Judge Whalen, calling the plaintiff’s request for examination of the mayor’s and police commissioner’s cell phones “his most audacious request”, denied that request, stating that “Plaintiff has made no predicate showing that an examination of this breadth would be likely to turn up relevant information”.

Tax and Payroll Records of Plaintiff: Stating that the plaintiff’s request for tax records relating to his employment was “not burdensome, and in fact should be quite easy for the City to produce”, Judge Whalen granted those plaintiff requests.

So, what do you think?  Should the judge have reverted to his decision in McMaster for all search terms disputed?  Please share any comments you might have or if you’d like to know more about a particular topic.

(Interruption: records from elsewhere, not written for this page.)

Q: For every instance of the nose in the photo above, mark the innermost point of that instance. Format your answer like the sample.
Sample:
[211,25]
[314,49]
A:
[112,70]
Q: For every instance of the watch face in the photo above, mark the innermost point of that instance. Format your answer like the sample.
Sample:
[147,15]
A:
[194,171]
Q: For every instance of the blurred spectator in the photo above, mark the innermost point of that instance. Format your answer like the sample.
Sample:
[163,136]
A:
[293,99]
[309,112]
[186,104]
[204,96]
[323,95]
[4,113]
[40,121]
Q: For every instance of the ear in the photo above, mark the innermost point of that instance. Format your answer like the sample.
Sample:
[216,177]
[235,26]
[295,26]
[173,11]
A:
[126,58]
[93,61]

Also, just a reminder that, On Tuesday, October 6th, EDRM will host the webcast Important eDiscovery Case Law Decisions for October 2020 at 1pm ET (noon CT, 10:00am PT).  In this webinar, Tom O’Connor, Mary Mack, Hon. Andrew Peck (Ret.) and I will discuss key cases related to discovery about discovery, the efficacy of terminating sanctions, considerations for audio/video discovery and disputes regarding search terms and technology assisted review (TAR), including this one.  Don’t miss it!

Case opinion link courtesy of eDiscovery Assistant.

Disclaimer: The views represented herein are exclusively the views of the author, and do not necessarily represent the views held by my employer, my partners or my clients. eDiscovery Today is made available solely for educational purposes to provide general information about general eDiscovery principles and not to provide specific legal advice applicable to any particular circumstance. eDiscovery Today should not be used as a substitute for competent legal advice from a lawyer you have retained and who has agreed to represent you.

4 comments

  1. This is a far more revolutionary ruling than might be apparent at first blush because it is the rare case where the Court finds that the mere occurrence of a search term in an information item defines relevance objectively, and the producing party is denied the right to assess relevance subjectively.

    The Court found: “Emails referring to the Plaintiff (and containing the terms ‘Greg’ or ‘Murray’) are relevant and must be produced. Also, emails containing the terms harass!, chimpanzee!, black!, or n***** are relevant. Defendants will apply those search terms and produce any emails containing those terms, subject to claims of privilege and production of a privilege log.”

    Yes, items can be withheld based on privilege BUT NOT based on relevance or responsiveness. That’s huge. I’ve never seen another ruling like it because it lends support to the argument that defining the keyword defines the test for relevance. Many requesting parties have argued for such an interpretation, but I’ve not seen it sustained heretofore.

  2. Yes, but should courts do that in a vacuum? While I agree a couple of the terms could be considered evident, a wild card of “black!” would retrieve terms like “blackberry”, “blackbird”, “blackboard”, “blackjack”, “blackmail” and “blacksmith”. These are terms that certainly would be unlikely to have anything do to with race discrimination and not a determiner of responsiveness. Not to mention that the term “black” can be applied to the color (technically, lack of color) of anything (e.g., my new car is black, the night is black, etc.), not just people. This seems like an obvious miss to me.

    I liked it better when the court left it to the parties to confer on ALL search terms and consult with experts when there were disputes instead of taking a stab at deciding them in a vacuum. Angels, be afraid, be very afraid!

  3. Thanks for the comment, Michael! I agree and, in fact, have covered several of those cases myself over the years. The question is whether they have instructed parties to produce ALL documents retrieved by them without conducting a relevance review (subject to privilege, of course). I’ll bet some judge somewhere has done so, though I’m not familiar with a case where it was done.